Bodies continue to be identified after being exhumed from the Arthur G. Dozier School for Boys in Marianna, Florida. The now defunct school was the host of a special brand of evil that marginalized and abused some of the most vulnerable in society: children.

The University of South Florida has been engaged in a project to exhume and identify bodies found in unmarked graves on the property. After the project found bodies that were not accounted for in official records, the project’s scope and impact grew.

Horror stories is the best way to describe the tales of what happened there. From beatings, to institutionalized rapes and assaults, to the murder and abuse of elementary school-aged boys, the stories of experiences there can only be described as horror stories.
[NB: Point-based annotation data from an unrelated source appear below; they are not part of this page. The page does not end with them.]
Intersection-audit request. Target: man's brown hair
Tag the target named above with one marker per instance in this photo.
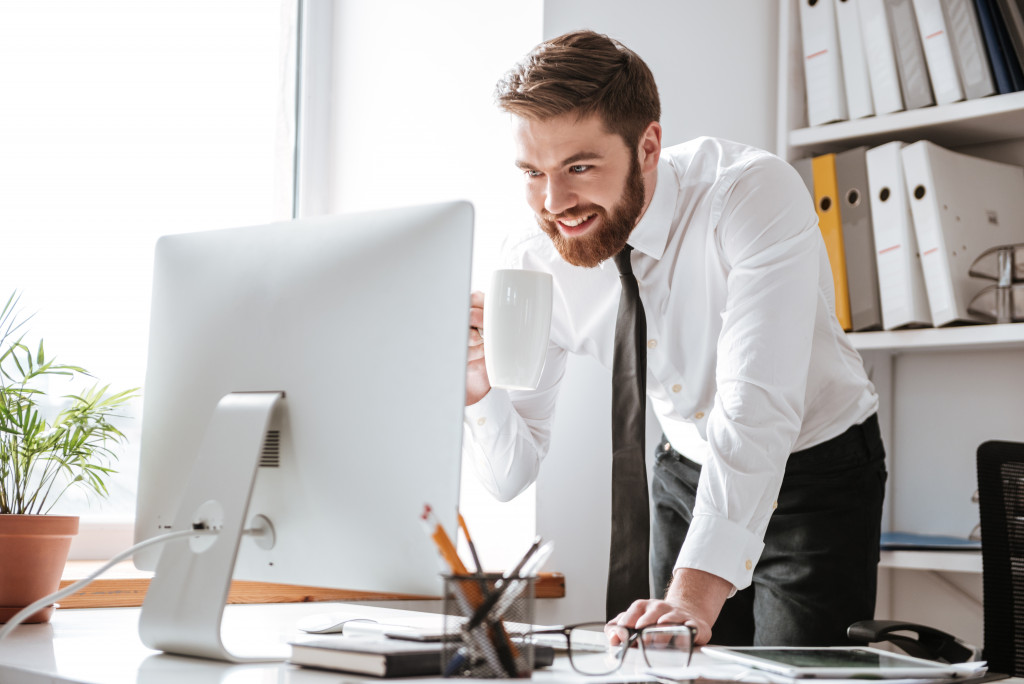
(586, 73)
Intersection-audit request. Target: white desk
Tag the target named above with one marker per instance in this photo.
(101, 646)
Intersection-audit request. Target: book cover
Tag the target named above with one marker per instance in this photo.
(383, 656)
(370, 655)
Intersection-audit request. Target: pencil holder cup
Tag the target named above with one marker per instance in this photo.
(485, 616)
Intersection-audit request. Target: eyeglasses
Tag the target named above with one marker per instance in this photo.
(592, 651)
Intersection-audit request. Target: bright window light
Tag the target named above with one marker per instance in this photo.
(124, 121)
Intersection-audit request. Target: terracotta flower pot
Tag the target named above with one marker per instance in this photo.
(33, 554)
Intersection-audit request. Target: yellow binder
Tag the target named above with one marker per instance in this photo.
(826, 205)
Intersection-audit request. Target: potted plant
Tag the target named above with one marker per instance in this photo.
(48, 445)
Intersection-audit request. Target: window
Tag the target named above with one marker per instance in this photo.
(123, 121)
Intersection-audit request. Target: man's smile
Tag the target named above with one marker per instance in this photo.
(571, 227)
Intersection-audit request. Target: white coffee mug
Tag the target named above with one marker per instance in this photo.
(516, 328)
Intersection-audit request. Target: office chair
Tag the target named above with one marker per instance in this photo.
(1000, 495)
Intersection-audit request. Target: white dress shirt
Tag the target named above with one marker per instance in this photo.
(742, 343)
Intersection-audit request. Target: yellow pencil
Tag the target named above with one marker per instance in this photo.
(440, 538)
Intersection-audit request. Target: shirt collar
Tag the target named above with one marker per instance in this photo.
(651, 233)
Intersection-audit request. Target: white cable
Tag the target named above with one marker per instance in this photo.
(20, 615)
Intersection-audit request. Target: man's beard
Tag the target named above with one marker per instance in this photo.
(605, 240)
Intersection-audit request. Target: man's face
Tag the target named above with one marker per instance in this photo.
(584, 184)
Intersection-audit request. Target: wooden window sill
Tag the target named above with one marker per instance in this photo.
(124, 586)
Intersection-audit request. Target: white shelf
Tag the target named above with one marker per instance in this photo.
(940, 561)
(967, 338)
(971, 122)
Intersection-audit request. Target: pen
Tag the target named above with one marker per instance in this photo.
(473, 596)
(469, 541)
(507, 581)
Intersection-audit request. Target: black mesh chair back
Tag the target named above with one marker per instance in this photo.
(1000, 498)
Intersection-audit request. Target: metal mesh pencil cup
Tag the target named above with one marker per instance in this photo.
(484, 617)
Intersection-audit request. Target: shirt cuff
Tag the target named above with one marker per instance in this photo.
(722, 548)
(485, 417)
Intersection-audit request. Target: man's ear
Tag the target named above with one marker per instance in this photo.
(650, 147)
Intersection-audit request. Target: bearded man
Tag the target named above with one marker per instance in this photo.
(769, 533)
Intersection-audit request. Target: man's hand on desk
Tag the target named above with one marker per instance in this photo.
(694, 598)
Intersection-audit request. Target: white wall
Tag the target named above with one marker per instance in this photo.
(716, 67)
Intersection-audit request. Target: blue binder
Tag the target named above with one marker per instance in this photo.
(1006, 69)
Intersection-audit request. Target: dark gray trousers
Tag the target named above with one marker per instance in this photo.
(818, 571)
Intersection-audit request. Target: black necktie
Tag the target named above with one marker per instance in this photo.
(628, 568)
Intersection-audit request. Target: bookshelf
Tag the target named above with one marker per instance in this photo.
(942, 391)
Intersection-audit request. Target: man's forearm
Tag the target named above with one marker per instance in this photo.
(698, 594)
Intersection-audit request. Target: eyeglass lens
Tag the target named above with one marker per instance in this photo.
(592, 650)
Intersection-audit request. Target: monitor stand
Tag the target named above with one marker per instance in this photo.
(184, 605)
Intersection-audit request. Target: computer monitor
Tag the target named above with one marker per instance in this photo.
(354, 327)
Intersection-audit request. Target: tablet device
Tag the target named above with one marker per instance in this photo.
(832, 661)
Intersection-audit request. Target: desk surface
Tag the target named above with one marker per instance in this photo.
(101, 646)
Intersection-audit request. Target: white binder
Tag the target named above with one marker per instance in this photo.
(858, 239)
(901, 282)
(969, 48)
(884, 77)
(822, 62)
(938, 51)
(909, 54)
(851, 44)
(962, 206)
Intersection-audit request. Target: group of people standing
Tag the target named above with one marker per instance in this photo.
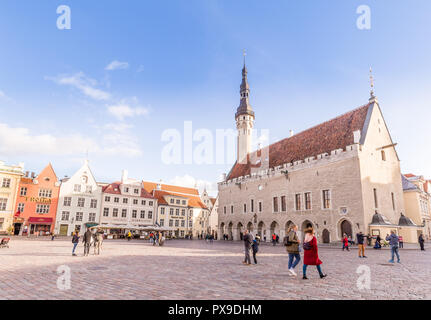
(293, 247)
(394, 241)
(157, 238)
(89, 238)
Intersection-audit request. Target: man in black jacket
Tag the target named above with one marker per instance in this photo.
(86, 239)
(360, 237)
(248, 240)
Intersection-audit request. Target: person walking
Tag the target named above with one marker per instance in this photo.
(292, 247)
(401, 241)
(87, 240)
(421, 242)
(311, 254)
(248, 240)
(393, 242)
(378, 245)
(75, 241)
(345, 242)
(255, 249)
(98, 240)
(360, 237)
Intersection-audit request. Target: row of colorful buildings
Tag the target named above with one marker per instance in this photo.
(41, 204)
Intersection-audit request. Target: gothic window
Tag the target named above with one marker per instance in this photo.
(376, 203)
(297, 201)
(275, 200)
(283, 203)
(307, 201)
(326, 199)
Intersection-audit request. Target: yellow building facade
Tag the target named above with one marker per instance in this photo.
(417, 202)
(9, 182)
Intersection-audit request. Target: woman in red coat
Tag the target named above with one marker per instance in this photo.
(311, 255)
(345, 242)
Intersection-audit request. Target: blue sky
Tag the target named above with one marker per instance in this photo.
(181, 61)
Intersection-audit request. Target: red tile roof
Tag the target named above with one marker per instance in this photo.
(114, 188)
(150, 186)
(194, 201)
(188, 193)
(323, 138)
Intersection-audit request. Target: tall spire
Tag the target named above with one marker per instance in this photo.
(372, 93)
(244, 106)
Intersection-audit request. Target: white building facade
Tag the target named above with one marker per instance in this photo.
(127, 204)
(79, 203)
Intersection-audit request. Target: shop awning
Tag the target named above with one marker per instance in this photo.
(36, 220)
(91, 224)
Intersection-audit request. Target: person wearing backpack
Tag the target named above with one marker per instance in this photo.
(311, 255)
(75, 241)
(291, 241)
(255, 248)
(345, 242)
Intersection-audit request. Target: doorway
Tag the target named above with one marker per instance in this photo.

The university has uncovered the remains of fifty one bodies to date from the school. Along with recovering the remains, the school is making an effort to obtain information from any surviving family, in order to record what happened.

“Maybe I’ve been doing this too long, but I’m not surprised at what horrible things people do to one another,” Erin Kimmerle, team leader from USF, said. “It’s just really sad the way people treat one another, which may be in part what’s captured the public’s attention on this – just the sense that it’s not right.”

From Huffington Post:

There was the 6-year-old boy who ended up dead after being sent to work as a house boy. And another boy who escaped but was later found shot to death with a blanket pulled over his body and a shotgun across his legs. Then there was the “rape dungeon” where boys were taken and abused.

For decades, Florida governors and citizens turned a blind eye to the terrible truth behind the fences of Dozier. It was well known that the school was abusively harsh. A common scold to misbehaving young men as late as the 1980’s would be to “straighten up, or you’ll be off to Marianna.”

Too long have both the powers that be and the public at large failed the young men, children, that were abandoned to Dozier. It’s too late to save them from the terrible conditions they were forced to endure but it is not too late to remember them and ensure that such a tragedy can never occur again.